Eglises d'Asie

Aceh : la petite communauté catholique de cette province musulmane à 98 % craint les conséquences d’une éventuelle application de la sharia dans la région

Publié le 18/03/2010




Outre l’insécurité quotidienne causée par les affrontements meurtriers entre membres des forces de l’ordre et indépendantistes acehnais (1), la petite communauté catholique de la province d’Aceh s’inquiète des conséquences de l’application – que la rumeur dit imminente – de la sharia, la loi musulmane, dans la province. Selon le P. Ferdinando Severi, franciscain et missionnaire d’origine italienne, curé de la paroisse du Sacré Cœur de Jésus à Banda Aceh, capitale de la province, “les catholiques sont paniqués” (2). Le P. Severi rapporte que lui et son évêque, Mgr Pius Gonti Datubara, archevêque de Medan, sont allés s’informer auprès du gouverneur de la province, Abdullah Puteh. Ce dernier s’est voulu rassurant, déclarant que “la loi musulmane ne s’applique qu’aux musulmans” et que “les chrétiens peuvent poursuivre leurs activités religieuses et observer le dimanche comme jour chômé”. Cependant, ajoute le prêtre franciscain, “si [la sharia] est effectivement appliquée à Aceh, les catholiques, pour la plupart d’origine chinoise ou venus en tant que migrants d’autres parties de l’Indonésie, rencontreront de grandes difficultés. Les non-musulmans hésiteront à se rendre à Aceh, accentuant d’autant l’isolement de la province”.

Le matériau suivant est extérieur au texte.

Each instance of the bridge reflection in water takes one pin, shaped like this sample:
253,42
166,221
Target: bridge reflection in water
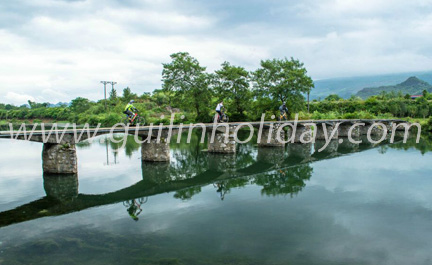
278,170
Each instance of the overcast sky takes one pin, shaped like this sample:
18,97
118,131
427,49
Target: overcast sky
53,50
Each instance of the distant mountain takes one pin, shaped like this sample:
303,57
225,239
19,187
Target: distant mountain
345,87
412,86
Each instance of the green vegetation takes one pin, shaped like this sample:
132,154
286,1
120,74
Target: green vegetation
189,91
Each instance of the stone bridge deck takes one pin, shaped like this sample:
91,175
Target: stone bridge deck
59,154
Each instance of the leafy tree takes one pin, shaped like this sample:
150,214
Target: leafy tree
232,83
187,78
333,97
283,80
128,95
80,105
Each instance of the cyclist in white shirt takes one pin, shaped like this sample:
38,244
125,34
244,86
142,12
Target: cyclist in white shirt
218,110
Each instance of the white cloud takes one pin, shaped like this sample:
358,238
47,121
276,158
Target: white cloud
69,47
16,98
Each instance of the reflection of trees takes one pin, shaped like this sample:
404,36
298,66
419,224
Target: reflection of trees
134,207
424,145
284,181
187,194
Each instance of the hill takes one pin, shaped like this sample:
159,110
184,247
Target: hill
345,87
412,86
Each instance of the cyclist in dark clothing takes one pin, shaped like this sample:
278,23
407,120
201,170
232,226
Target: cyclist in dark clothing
130,109
283,109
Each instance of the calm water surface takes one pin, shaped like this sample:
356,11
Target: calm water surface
352,205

Avec 1 300 fidèles, la paroisse du Sacré Cœur à Banda Aceh est l’unique paroisse de cette province, peuplée de 4 millions de personnes, musulmanes à 98 %. En décembre 2000, le président Abdurrahman Wahid, en visite à Banda Aceh, aurait dû déclarer l’application de la sharia dans la région, mais des dissensions entre des oulémas sur place et la population locale avaient provoqué l’ajournement de cette déclaration. Des oulémas souhaitaient promulguer immédiatement la sharia, en application de la loi n° 44/1999 sur l’autonomie régionale, mais de nombreux Acehnais ont fait valoir que leurs revendications ne portaient pas d’abord sur la sharia mais sur le respect de leurs droits et de la justice, en particulier en ce qui concerne la répartition des ressources tirées de la province (gaz) entre l’Etat central et la province.

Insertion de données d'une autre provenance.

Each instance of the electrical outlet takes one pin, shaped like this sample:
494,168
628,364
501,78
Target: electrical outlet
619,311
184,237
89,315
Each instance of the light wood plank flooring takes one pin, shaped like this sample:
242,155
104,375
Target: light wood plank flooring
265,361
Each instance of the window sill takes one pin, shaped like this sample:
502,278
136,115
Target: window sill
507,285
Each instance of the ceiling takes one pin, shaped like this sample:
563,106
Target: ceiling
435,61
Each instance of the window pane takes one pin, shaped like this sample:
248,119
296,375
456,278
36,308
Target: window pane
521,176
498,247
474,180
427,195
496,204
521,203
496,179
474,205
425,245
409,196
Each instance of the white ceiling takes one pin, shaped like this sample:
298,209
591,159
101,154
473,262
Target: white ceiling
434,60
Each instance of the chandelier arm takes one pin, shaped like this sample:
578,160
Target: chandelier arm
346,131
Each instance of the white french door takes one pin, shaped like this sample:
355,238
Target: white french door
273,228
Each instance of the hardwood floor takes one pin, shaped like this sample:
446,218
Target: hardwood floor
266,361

Selon le P. Severi, de nombreux Acehnais n’apprécient pas que, durant des décennies, sous le régime Suharto et depuis la chute de celui-ci, Aceh ait été un des principaux contributeurs de devises étrangères au budget de l’Etat et que, malgré cela, les Acehnais soient demeurés pauvres. Pourtant, explique encore le missionnaire italien, “les gens – y compris les intellectuels – n’osent pas prendre la parole contre les oulémas ; ils craignent d’être accusés de s’opposer à la religion et d’être considérés comme ‘kafir’ (infidèle)”.

Mgr Ignatius Suharyo, de l’archidiocèse de Semarang, situé à Java-Centre, partage cette analyse. Le principal problème à Aceh est un problème de justice sociale. “Les locaux ont conçu des sentiments de jalousie envers les migrants qui venaient s’installer dans leur province. Ceux-là estimaient que les conditions de vie faite à ceux-ci étaient meilleures”, précise Mgr Suharyo, qui est aussi secrétaire général de la Conférence des évêques catholiques d’Indonésie. Avec la situation qui est celle d’Aceh aujourd’hui, certains de ces migrants sont revenus à Java ; “bien que musulmans, ils ont été expulsés d’Aceh par les Acehnais”, explique-t-il, ajoutant que des organismes catholiques à Semarang s’occupent d’héberger ces migrants partis de puis revenus à Java, et désormais réfugiés dans leur propre province d’origine.